Try it out yourself, with this simple approach.
First, move all the old stuff into a backlog:
- Create a folder (or, in Gmail, label) called “Backlog.”
- Select every email in your inbox. (In Gmail, select all using the checkbox icon at the top left, then click the “select all conversations that match this search” link that appears to get select those past the first 50 results.)
- Apply the “Backlog” label to all of the messages.
- Click the archive icon.
- Boom. Inbox zero.
Tomorrow, at some point during the day, your goal is to make sure you empty out every single email that has come in after now. If something doesn’t need action, archive it. If it needs a response, fire one away, then archive it. If it requires a non-email task, a longer response than you want to deal with right now, or is waiting on something, make note of it on your to-do list, then archive it. The important thing is that you get back to zero, daily.
Each day, too, pull up the backlog folder / label, and process part of the way through, starting at the top, the same way you would with the inbox. In my experience, that’s usually faster going, as an increasing percentage of the stuff no longer needs a response as you work backwards. If you have years of stuff in the backlog, once you make it a few weeks (or a month) back, you can probably just archive the balance, as there’s unlikely to be anything active, and if there is – and it’s still important – they’ll email you again.
And that’s it. That’s the recipe for inbox zero. It even works repeatedly if you fall off the wagon, and need to declare a new backlog / need to start again fresh in the future. All you have to do is make your way back to empty again each day, with only a day’s worth of incoming stuff.

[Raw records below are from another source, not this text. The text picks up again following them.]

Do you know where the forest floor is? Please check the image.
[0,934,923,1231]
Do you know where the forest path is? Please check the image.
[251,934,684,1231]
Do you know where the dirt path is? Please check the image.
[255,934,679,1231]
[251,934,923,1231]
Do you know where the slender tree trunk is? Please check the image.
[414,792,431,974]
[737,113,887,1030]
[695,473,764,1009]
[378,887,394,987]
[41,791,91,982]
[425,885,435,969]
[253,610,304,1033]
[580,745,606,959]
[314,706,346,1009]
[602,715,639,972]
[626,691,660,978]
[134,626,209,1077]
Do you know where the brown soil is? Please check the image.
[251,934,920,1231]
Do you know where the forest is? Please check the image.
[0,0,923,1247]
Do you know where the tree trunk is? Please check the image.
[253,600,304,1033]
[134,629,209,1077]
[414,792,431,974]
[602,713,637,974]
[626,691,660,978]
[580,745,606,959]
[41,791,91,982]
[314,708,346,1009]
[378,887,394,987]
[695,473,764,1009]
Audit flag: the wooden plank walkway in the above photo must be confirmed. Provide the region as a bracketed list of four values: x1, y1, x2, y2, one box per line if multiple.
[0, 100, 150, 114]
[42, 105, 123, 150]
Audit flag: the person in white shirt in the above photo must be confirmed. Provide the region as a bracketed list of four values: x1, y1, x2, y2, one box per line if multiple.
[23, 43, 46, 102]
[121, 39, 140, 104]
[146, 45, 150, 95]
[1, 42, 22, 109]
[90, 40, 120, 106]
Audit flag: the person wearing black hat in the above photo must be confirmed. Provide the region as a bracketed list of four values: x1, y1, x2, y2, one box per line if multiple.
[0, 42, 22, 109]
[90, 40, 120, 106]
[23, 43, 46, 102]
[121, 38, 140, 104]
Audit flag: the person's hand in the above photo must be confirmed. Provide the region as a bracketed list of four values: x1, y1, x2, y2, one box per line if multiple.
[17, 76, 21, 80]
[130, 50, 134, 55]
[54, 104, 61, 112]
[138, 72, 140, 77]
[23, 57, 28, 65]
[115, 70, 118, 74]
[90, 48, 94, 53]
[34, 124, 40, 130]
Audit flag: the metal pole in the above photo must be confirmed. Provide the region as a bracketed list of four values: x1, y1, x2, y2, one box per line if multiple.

People seem to think this requires extra work, but it definitionally doesn’t; if you’re going to respond to an email eventually, it takes the same amount of time regardless of when you do it. So you might as well do it within 24 hours. It’s great to feel on top of your emails. And, as I said, if you’re a neat-freak, the degree to which an empty inbox soothes / allows you to focus on real work is an order of magnitude better than a clean desk.